Is it only in the television programmes and films where the mum has a peaceful day filled with presents and well behaved, loving children? It's certainly not in my house.

The day began well with a lie in, of sorts, and a cup of tea in bed. Then the noise arrived and I was ambushed with boys fighting to be the first to cuddle me and give me their own card. I tried to be as equal in my thankfulness to each one of them as I could, but it became hard to be heard over the shouting that was going on from one side of the bed to the other. "I want to sit next to Mummy!" "No, I was there first!" I laughed at their funny ways and told them all to go and play.

Lunchtime arrived. Yesterday they had gone shopping to buy me a nice lunch. I expected a lovely roast....but was given a plateful of pizza. Obviously their tastes are rather different to mine.

After lunch the fighting began yet again. This time my 'laughing at their funny ways mood' had worn off. In a desperate attempt to make them think positively I sent Toby and Max to their bedrooms to write two lists:

1. Write down all the things you love about your brother.
2. Write down ideas that will help you to stop fighting.

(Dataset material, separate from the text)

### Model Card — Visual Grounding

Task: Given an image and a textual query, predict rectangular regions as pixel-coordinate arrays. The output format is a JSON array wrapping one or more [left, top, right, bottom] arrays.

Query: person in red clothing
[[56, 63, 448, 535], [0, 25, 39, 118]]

They skipped off upstairs and I heard alot of sniggering and giggling. After ten minutes, Toby presented me with his list:

1. I love my brother because we usually like the same things, like the way we hate this stupid idea.

Hmmm. At least they were working together, even if it wasn't quite what I had in mind.

Toby leapt back up the stairs, two at a time, and it wasn't long before the crying began again. This time it was Max and Jonah. Seperating them into their own bedrooms, Jared attempted to referee the war.

Now, from my quiet, peaceful sofa, I can hear wailing and howling emanating from various rooms upstairs. I am trying to keep remembering all the good and rewarding things about being a mummy, but they are somehow being squashed out by all the shouting and arguing. Perhaps when I am old and grey, and a Grandma, I might look back and forget about these times. Maybe it won't even take that long - maybe when I have teenagers who sleep for half the morning and can be civil to each other, I might forget these times. I might remember Mother's Day as a perfect day full of sunshine, laughter and happiness. I'm not banking on it - I think these days of warfare will be marked on me like a brand stamped on a slave, burnt and sealed onto my memories with hot, painful wax.

On that delightful note, all that is left for me to say is Happy Mother's Day everyone!